Personal information
- Full name: Aaron Courteney Thomas
- Born: 6 May 1985 (age 41) Edmonton, London, England
- Batting: Right-handed
- Role: Wicketkeeper

Domestic team information
- 2003: Nottinghamshire
- 2001: Nottinghamshire Cricket Board

Career statistics
| Competition | FC | LA |
| Matches | 1 | 2 |
| Runs scored | – | 7 |
| Batting average | – | – |
| 100s/50s | –/– | –/– |
| Top score | – | 7* |
| Balls bowled | – | – |
| Wickets | – | – |
| Bowling average | – | – |
| 5 wickets in innings | – | – |
| 10 wickets in match | – | – |
| Best bowling | – | – |
| Catches/stumpings | 1/– | 1/1 |
- Source: Cricinfo, 28 September 2010

= Aaron Thomas (cricketer) =

English cricketer

Aaron Courteney Thomas (born 6 May 1985) is a former English cricketer. Thomas is a right-handed batsman who plays primarily as a wicketkeeper. He was born at Edmonton, London.

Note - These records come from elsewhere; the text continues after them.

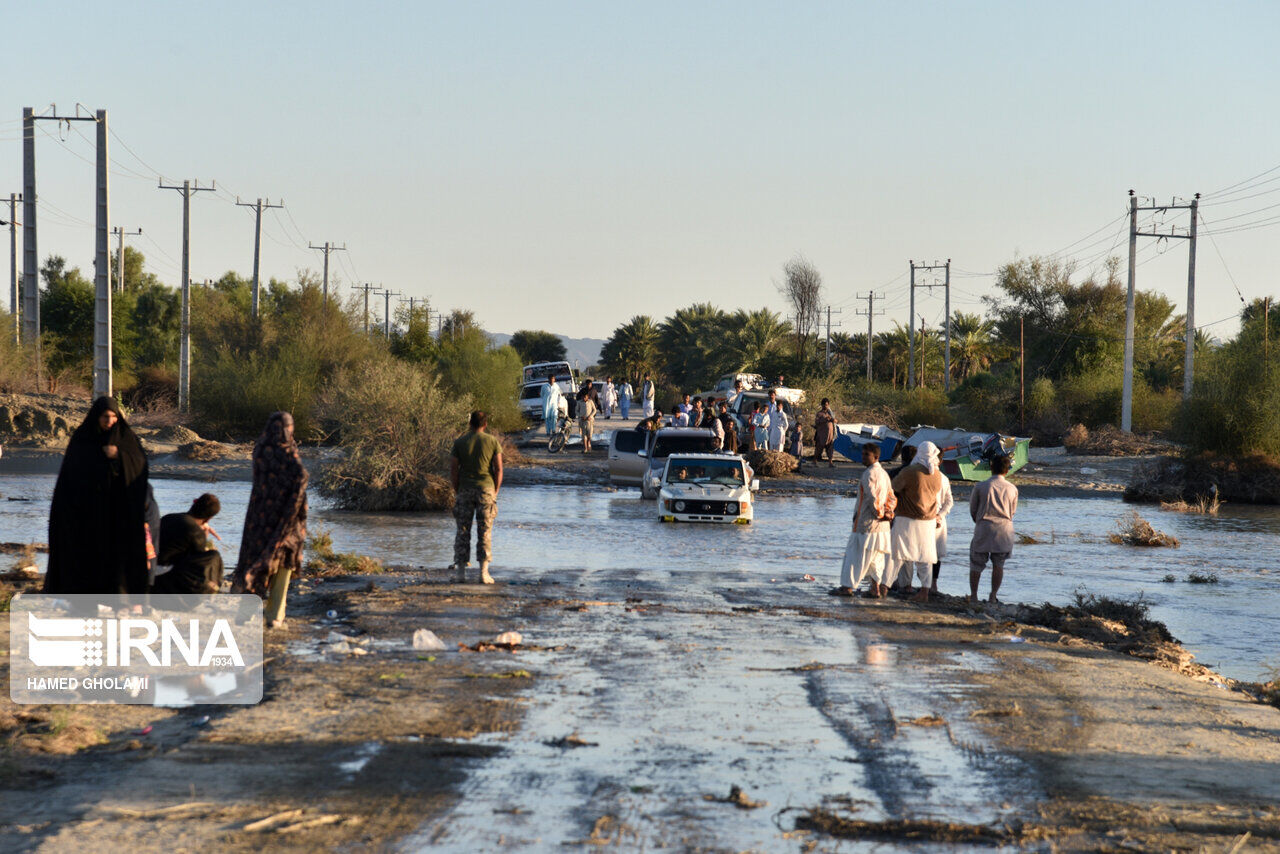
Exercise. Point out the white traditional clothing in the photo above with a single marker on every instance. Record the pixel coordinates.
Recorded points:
(915, 526)
(778, 424)
(625, 394)
(869, 544)
(551, 397)
(608, 398)
(946, 501)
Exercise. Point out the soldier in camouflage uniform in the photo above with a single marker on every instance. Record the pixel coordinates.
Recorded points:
(475, 470)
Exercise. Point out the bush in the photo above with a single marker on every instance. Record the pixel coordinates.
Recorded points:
(396, 427)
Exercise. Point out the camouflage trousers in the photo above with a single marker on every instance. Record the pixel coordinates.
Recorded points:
(480, 505)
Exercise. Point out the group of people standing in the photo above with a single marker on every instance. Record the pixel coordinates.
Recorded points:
(106, 534)
(900, 525)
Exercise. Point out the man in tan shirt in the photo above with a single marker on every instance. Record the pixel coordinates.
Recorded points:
(992, 506)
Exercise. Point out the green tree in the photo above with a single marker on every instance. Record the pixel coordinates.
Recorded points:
(538, 346)
(632, 350)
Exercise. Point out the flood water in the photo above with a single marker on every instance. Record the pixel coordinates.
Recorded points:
(1230, 626)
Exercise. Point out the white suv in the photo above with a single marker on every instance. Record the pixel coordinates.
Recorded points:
(707, 488)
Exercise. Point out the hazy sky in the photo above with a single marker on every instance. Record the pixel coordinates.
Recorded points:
(567, 165)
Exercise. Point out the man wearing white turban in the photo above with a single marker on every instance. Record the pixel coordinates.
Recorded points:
(914, 534)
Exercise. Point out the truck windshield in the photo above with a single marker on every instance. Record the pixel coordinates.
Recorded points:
(720, 471)
(664, 446)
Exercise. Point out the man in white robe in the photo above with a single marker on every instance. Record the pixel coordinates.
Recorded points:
(551, 397)
(869, 544)
(946, 501)
(647, 394)
(778, 424)
(915, 519)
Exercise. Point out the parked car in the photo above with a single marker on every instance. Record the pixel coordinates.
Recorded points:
(741, 411)
(707, 488)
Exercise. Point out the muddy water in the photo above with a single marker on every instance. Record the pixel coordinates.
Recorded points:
(1230, 625)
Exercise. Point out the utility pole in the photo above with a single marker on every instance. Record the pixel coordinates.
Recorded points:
(259, 206)
(101, 240)
(366, 287)
(387, 311)
(329, 247)
(871, 313)
(910, 342)
(119, 255)
(184, 343)
(1189, 364)
(827, 361)
(13, 266)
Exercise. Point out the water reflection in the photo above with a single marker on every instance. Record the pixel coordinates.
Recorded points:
(540, 530)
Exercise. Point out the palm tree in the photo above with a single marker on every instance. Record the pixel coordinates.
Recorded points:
(973, 343)
(757, 334)
(894, 348)
(632, 350)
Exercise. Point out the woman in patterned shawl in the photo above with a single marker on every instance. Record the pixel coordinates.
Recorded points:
(275, 523)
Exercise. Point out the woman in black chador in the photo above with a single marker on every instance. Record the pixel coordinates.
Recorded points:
(97, 540)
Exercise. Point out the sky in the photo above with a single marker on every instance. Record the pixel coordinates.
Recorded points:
(568, 165)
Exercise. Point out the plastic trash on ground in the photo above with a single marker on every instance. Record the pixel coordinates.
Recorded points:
(426, 639)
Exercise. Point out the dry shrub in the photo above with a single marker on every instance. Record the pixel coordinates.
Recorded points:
(1107, 441)
(201, 451)
(772, 464)
(1247, 480)
(1136, 530)
(396, 428)
(325, 561)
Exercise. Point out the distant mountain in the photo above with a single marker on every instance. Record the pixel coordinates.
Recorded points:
(581, 352)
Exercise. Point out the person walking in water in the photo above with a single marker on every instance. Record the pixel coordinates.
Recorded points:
(625, 393)
(552, 398)
(475, 471)
(647, 394)
(869, 546)
(992, 505)
(275, 521)
(97, 531)
(915, 521)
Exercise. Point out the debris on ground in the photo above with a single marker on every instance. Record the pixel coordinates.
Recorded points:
(1136, 530)
(425, 639)
(771, 464)
(737, 798)
(571, 740)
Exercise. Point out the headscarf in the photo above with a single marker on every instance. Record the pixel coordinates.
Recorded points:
(275, 521)
(96, 521)
(927, 456)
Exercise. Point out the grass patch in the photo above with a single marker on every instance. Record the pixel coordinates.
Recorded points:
(324, 560)
(1136, 530)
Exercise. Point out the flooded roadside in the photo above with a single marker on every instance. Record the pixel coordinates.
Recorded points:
(1230, 625)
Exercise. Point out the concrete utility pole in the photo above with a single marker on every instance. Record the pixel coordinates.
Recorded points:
(368, 288)
(871, 313)
(329, 247)
(257, 242)
(910, 343)
(387, 311)
(13, 266)
(101, 255)
(1189, 361)
(827, 361)
(184, 345)
(119, 255)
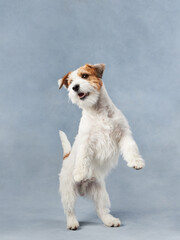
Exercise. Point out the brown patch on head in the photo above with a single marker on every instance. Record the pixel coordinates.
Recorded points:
(65, 81)
(92, 74)
(66, 155)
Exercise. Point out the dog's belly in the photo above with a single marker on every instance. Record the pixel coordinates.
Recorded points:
(104, 144)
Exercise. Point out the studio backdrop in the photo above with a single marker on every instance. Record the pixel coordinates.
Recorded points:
(40, 41)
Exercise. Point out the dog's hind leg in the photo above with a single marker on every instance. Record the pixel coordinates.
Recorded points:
(68, 198)
(101, 199)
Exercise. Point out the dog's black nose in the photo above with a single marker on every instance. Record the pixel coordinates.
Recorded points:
(76, 87)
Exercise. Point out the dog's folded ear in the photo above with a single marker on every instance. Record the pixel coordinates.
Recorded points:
(63, 81)
(99, 68)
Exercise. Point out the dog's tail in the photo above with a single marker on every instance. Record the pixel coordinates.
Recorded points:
(65, 144)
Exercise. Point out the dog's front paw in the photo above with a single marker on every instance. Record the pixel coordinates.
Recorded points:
(80, 175)
(136, 163)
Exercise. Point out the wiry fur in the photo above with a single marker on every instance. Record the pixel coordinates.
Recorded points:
(103, 134)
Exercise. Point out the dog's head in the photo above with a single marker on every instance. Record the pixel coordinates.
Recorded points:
(84, 84)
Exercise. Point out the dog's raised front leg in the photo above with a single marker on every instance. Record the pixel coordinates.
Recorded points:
(82, 168)
(130, 152)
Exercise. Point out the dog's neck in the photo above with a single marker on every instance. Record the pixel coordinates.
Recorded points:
(104, 105)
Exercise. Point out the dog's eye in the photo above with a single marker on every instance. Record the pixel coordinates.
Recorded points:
(84, 75)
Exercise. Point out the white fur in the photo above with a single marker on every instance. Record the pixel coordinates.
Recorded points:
(103, 133)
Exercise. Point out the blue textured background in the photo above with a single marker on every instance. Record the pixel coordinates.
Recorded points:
(40, 41)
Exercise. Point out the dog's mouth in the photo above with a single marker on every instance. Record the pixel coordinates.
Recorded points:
(82, 95)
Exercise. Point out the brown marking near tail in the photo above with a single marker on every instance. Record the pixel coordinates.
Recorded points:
(66, 155)
(94, 75)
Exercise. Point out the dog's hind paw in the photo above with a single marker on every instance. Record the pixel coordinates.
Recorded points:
(72, 223)
(111, 221)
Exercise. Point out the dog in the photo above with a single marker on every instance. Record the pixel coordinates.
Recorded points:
(103, 133)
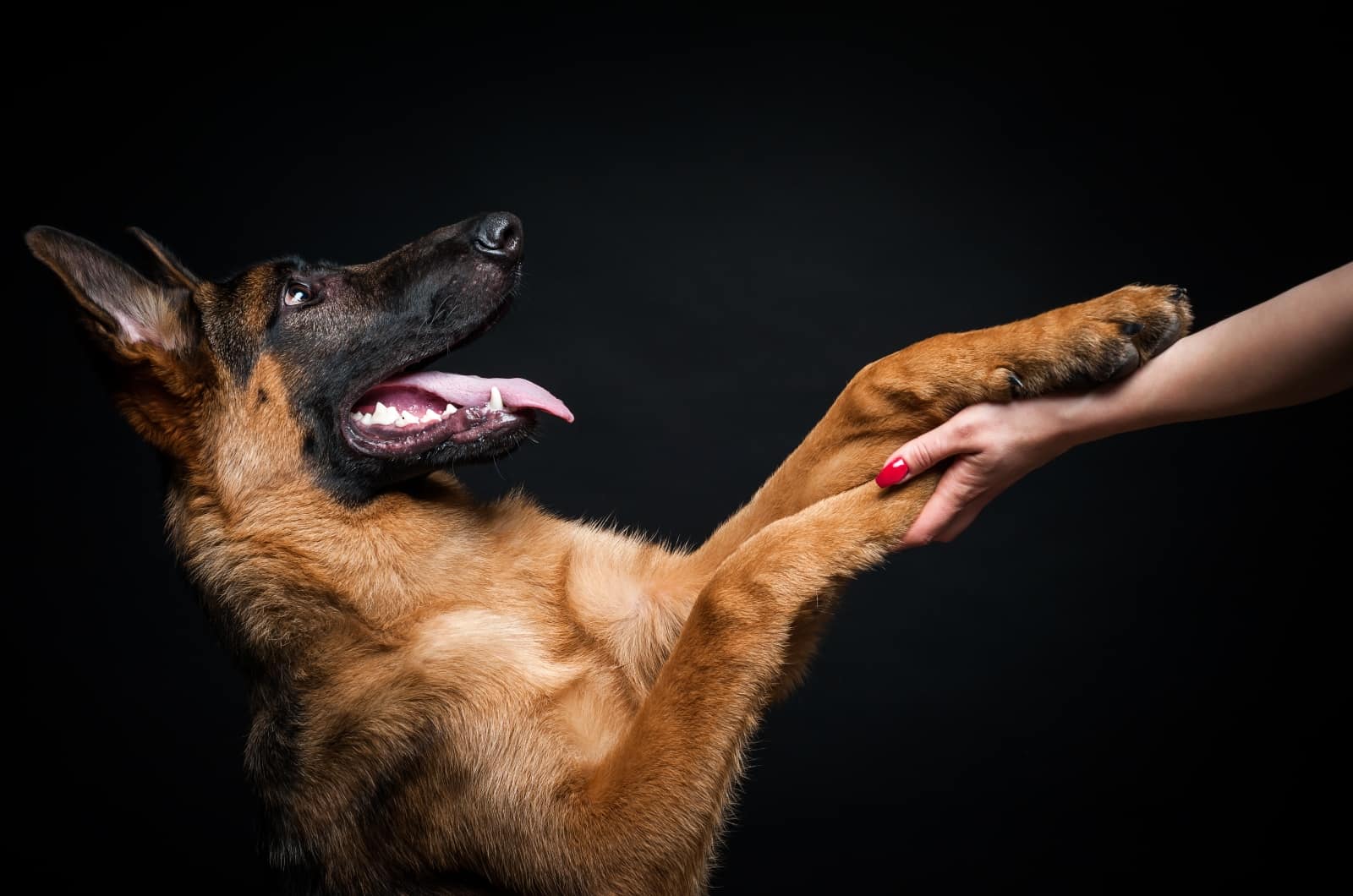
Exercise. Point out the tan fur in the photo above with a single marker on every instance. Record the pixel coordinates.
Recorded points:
(453, 695)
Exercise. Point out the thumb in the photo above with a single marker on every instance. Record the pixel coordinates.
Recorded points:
(919, 455)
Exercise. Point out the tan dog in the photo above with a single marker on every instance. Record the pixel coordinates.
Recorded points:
(455, 697)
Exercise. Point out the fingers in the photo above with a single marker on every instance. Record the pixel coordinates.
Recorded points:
(965, 517)
(922, 454)
(946, 505)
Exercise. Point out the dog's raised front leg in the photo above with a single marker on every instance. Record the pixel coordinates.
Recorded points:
(651, 810)
(922, 386)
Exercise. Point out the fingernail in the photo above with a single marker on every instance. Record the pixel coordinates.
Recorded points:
(892, 474)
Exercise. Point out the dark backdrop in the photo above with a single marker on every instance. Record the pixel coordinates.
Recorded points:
(1126, 675)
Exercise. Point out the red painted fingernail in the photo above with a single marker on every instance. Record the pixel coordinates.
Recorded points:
(892, 474)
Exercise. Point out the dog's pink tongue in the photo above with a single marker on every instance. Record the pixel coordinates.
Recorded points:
(463, 390)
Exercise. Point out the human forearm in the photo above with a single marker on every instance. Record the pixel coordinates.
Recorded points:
(1292, 348)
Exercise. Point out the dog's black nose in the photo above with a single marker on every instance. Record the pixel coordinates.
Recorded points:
(500, 236)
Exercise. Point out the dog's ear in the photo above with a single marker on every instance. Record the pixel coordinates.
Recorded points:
(169, 263)
(151, 332)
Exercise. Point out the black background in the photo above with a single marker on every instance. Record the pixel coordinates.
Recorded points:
(1126, 675)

Thomas made his debut in List-A cricket for the Nottinghamshire Cricket Board against Bedfordshire in the 2001 Cheltenham & Gloucester Trophy at Wardown Park, Luton, with the Board losing by 3 wickets. His second and final List-A appearance for the Board came in 1st round of the 2002 Cheltenham & Gloucester Trophy against Oxfordshire at the Christ Church Ground, Oxford. This round of the competition was played in 2001, with the Board losing by 5 wickets. In his 2 List-A matches for the Board he batted in a single innings, scoring an unbeaten 7. Behind the stumps he took a single catch and made a single stumping.

Thomas made a single first-class appearance for Nottinghamshire against India in 2003. Not required to bat in the match, Thomas took a single catch behind the stumps.

In local cricket he currently represents the West Indian Cavaliers in the Nottinghamshire Cricket Board Premier League.